If you like fantastic beasts, we know where to find them. Wait! We’re not talking about the Harry Potter prequels, but the story of Emperor Qianlong’s (1711-99) albums of rare birds, exotic beasts and marine animals-which probably deserves to be adapted into a fantasy film as well.
Let’s put this idea aside for a moment, and look at the Qing Dynasty (1644-1911) emperor’s literary collection of fantastic animals housed at the Forbidden City, China’s former imperial palace, now officially known as the Palace Museum.
Natural History in the Palace Museum, a new three-volume book, which was jointly released in July by the Palace Museum Press and CITIC Press in Beijing, provides children, its target audience, as well as curious adults, a new perspective of the emperor.
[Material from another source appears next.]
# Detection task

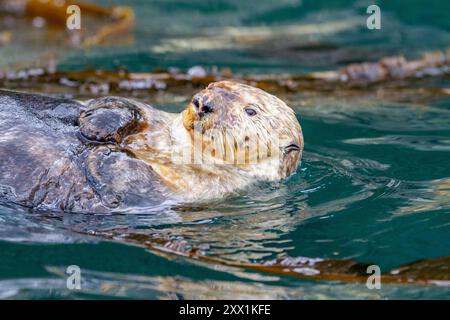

His strong interest in zoology is often overshadowed by the stereotypical image of him as a fervent collector of jewels and antiques.
From 1750 to 1761, the emperor ordered two court artists, Yu Sheng and Zhang Weibang, to create paintings of birds and terrestrial animals, while eight high officials with the requisite knowledge were arranged to write explanatory texts for the encyclopedic albums, known as Niao Pu (“graphics of birds”) and Shou Pu (“graphics of beasts”).
He also collected a comprehensive book called Hai Cuo Tu (“an album of the abundant marine world”), which was illustrated by Nie Huang, a natural scientist who spent decades studying the country’s waterways and coastal areas.
“Western painting techniques were introduced into the royal court of the Qing Dynasty through missionaries,” says Li Shi, a researcher of ancient painting at the Palace Museum.